As important as the clinical findings are, so too are the lifestyle concerns and patient expectations. Satisfaction is largely dependent on how educated patients are about the compromises they will face, especially presbyopic patients. Usually, the optometrist has already fought the battle in discussing either progressive spectacle lenses or contact lenses. Appropriately selected patients can achieve spectacle independence with 20/happy vision with the current IOLs options.

Dr. Owen is the Director of Clinical Services for TLC Vision in San Diego, and a fellow of the American Academy of Optometry.

1. Holland E, Lane S, Horn JD, et al. The AcrySof Toric intraocular lens in subjects with cataracts and corneal astigmatism: a randomized, subject-masked, parallel-group, 1-year study. Ophthalmology. 2010;117(11):2104-11.
2. Ianchulev T, Hoffer K, Yoo S, et al. Intraoperative refractive biometry for predicting intraocular lens power calculation after prior myopic refractive surgery. Ophthalmology. 2014;121(1):57-60.
3. Abbott Medical Optics Inc. Tecnis Symfony Extended Range of Vision IOLs DFU. 2016. tecnisiol.com/us/media/pdf/symfony/TECNIS-Symfony-DFU.pdf. Accessed November 22, 2017. 

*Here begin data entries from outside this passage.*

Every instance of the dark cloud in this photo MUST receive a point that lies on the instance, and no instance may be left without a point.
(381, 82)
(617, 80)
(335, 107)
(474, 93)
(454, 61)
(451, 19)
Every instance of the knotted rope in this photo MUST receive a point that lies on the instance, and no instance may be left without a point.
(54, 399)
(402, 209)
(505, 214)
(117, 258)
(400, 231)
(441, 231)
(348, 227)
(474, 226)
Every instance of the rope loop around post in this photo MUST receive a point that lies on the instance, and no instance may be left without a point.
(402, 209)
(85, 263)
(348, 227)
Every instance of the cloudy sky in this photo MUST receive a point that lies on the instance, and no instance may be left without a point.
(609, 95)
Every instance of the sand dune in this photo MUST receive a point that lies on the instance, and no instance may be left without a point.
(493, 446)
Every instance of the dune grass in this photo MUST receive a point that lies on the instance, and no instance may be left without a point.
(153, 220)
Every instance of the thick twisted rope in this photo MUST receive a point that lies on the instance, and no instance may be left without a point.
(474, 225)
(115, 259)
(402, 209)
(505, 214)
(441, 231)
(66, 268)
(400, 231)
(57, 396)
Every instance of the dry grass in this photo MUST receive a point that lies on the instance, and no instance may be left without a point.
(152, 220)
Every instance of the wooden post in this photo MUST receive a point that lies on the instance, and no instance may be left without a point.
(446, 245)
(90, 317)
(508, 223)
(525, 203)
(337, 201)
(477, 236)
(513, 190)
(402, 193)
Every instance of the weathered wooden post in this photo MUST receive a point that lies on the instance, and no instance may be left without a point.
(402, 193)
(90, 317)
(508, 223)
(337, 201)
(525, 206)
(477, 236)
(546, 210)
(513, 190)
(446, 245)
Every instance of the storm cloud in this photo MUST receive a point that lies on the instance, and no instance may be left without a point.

4. Pedrotti E, Bruni E, Bonacci E, et al. Comparative analysis of the clinical outcomes with a monofocal and an extended range of vision intraocular lens. J Refract Surg. 2016;32(7):436-42.
5. Cumming JS, Colvard DM, Dell SJ, et al. Clinical evaluation of the Crystalens AT-45 accommodating intraocular lens. J Cataract Refract Surg. 2006;32:81225.
6. Pepose JS, Qazi MA, Davies J, et al. Visual performance of patients with bilateral vs combination Crystalens, ReZoom, and Restor intraocular lens implants. Am J Ophthalmol. 2007;144(3):347-57.